Turkey can look back at a good championship where they get to win games and even be close to ninth place. There is a lot to improve in this squad and that is promising for the future. We look forward to seeing their next steps. Some plans are in the making and we are curious what comes of them.
Germany is like Two-Face in this championship. For us the switch of coaches during the event is a switch for the better. It is too late to prevent a last place though. The attitude and level of play are so different between the first and second half of this world championship. For Lena Gerlich, who for us is one of the best players in this championship, it is extra sad that Germany shows this performance. For Germany also the result is bad. Shame. Go find more Lena Gerlichs and bring them to championships.
We feel the referees deserve a verdict too. The reason that we feel this is, is that there are comments from our side. Sadly in the korfball world it's dangerous to comment on referees. Still we do it.
Firstly we see a growing number of female referees on this championship. We think this is good. With the return of Tina van Grimberge we have one of the best referees around and a great female referee also. At the same time we wonder where the other female referees are we see on previous IKF championships.

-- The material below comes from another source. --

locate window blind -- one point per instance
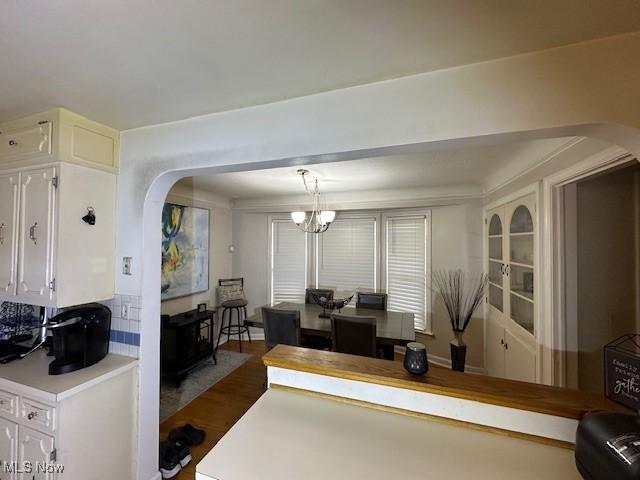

We see some referees from Asia and Oceania. We particularly like mister Lee from Hong Kong. It seems that having competitions in these countries pays off in good referees.
Our comment is in that we feel that some referees perform below the level that fits a World Korfball Championship, also when it's U21. We have the impression that some referees are 'in training'. We are all for improving the level of international referees. We also strongly think that a World Korfball Championship is not the platform to educate referees. The talented athletes performing here deserve the best they can get. Firstly get out of the way that our target is not Peter Busik who referees the final. We feel he does well. Also he learned in The Netherlands. We call his path superior to educating referees at a World Korfball Championship. We look at the choice of referees of other deciding games in the last two days. These should have the best referees on the pitch as main referees, being Van der Terp and Van Grimberge. Historically the sensitivity in the country of the referee is with Belgium. They are not 'harmed' by a different way of assigning referees in this championship. Also in many other sports like ice hockey it's quality that is the deciding factor in who leads games. We urge IKF to start choosing quality for crucial games, ignoring any background like country or gender.